Debra Lafave, a 23-year-old Tampa, Fla., newlywed teacher, allegedly sexually assaulted her 14-year-old male student earlier this year.

Both cases shocked and outraged the nation. Then came the mind-boggling Imre case.

"There are significantly more female offenders than arrest records suggest," said David A. D’Amora, director of Connection’s Center for the Treatment of Problem Sexual Behavior.

The center is treating 800 male offenders and 14 females, D’Amora said.

Cases involving female sex offenders are often pleaded down to non-sexual charges, he said.

Women sexual abusers tend to have more psychiatric problems than men, are more likely to have been abused and have more substance abuse problems, he said.

Women are also more difficult to treat than men because they have more problems, "and we don’t know as much," D’Amora said.

Even if the sexual abuse is nonviolent, it can cause significant disruption in normal development, Trestman said.

"Abuse changes normal exploratory behavior. Children may display sexually precocious acts," he said.

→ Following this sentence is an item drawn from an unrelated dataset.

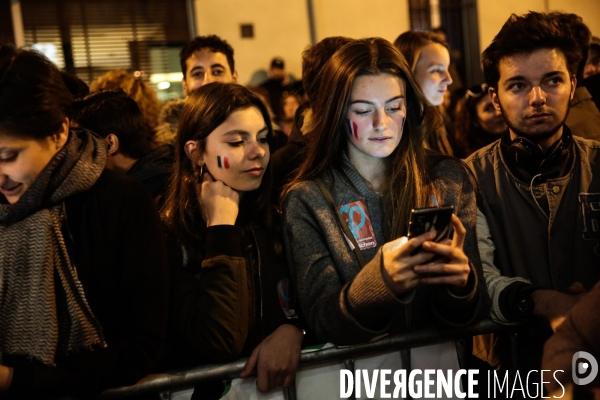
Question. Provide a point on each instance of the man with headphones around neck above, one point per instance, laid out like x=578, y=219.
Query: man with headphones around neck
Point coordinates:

Many are fascinated by the Imre case because of society’s strict expectations about sexual behavior, he said.

"This kind of case makes us nervous. We spend a lot of time resisting bad behavior. Forbidden sex is very interesting," Trestman said.

Imre’s alleged relationship with the boy surfaced after the boy’s mother intercepted a letter from Imre to her son.

"You can come over (and) we can (you know what)," Imre allegedly wrote.

Imre acknowledged to having sexual relations with the boy, police said, and told police she considered him her "boyfriend" and future husband.

"That goes way beyond the normal pattern of sexual transgression," Trestman said. "This goes beyond emotional problems to reality problems."

An 8-year-old is interested in relationships and interested in his body, but not interested in sex, said Julian Ford, associate professor of psychiatry at the UConn Health Center.

"To be ready for sex, a person has to understand relationships, trust, dominance and intimacy," he said.

Premature sex confuses all of these issues, Ford said.

"The woman could have a lot of confusion and unmet needs that can be safely met with an 8-year-old," he said.

"The kid cares. That’s the saddest thing," Ford said.

Perhaps the boy’s biggest loss is his innocence, Ford said.

"Betrayal takes away innocence. When a child trusts an adult and the adult uses him, he loses his innocence," he said.